The largest airport in the country is, of course, Warsaw, which last year served 8m passengers and this year could see as many as 9m. All of those people have to use the current main terminal, opened in the early 1990s and designed to handle 3.5m people a year. The less fortunate have to crowd into a barracks next to the main terminal that serves low-cost fliers.
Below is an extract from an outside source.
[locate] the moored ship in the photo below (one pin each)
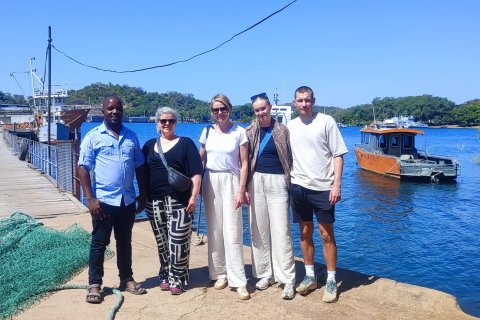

During peak times, passengers have to wait outside because there is so little space inside.

Even when the new terminal finally opens it will be able to handle only 6.5m passengers a year, which together with the old terminal gives the airport a capacity of about 10m passengers - more or less how many people currently fly out of Warsaw, leaving no capacity for future growth.

While both sides battle it out, Warsaw area passengers are shifting to other regional airports - Poznan's passenger traffic increased by 130% last year and Lodz's grew by 80% - making Warsaw airport's hopes of becoming a regional hub look evermore distant.

That is a growing problem for LOT Polish Airlines, which is trying to survive as a smaller European airline by beginning to offer longer range point-to-point flights and had hoped to use Warsaw as a hub.

Meanwhile, LOT's partners in the Star Alliance, Lufthansa and Austrian, are funnelling Polish passengers into their own hubs in Vienna, Munich and Frankfurt. "Warsaw could lose these passenger for good," warns Adrian Furgalski, a transport analyst for TOR, a Warsaw-based consultancy.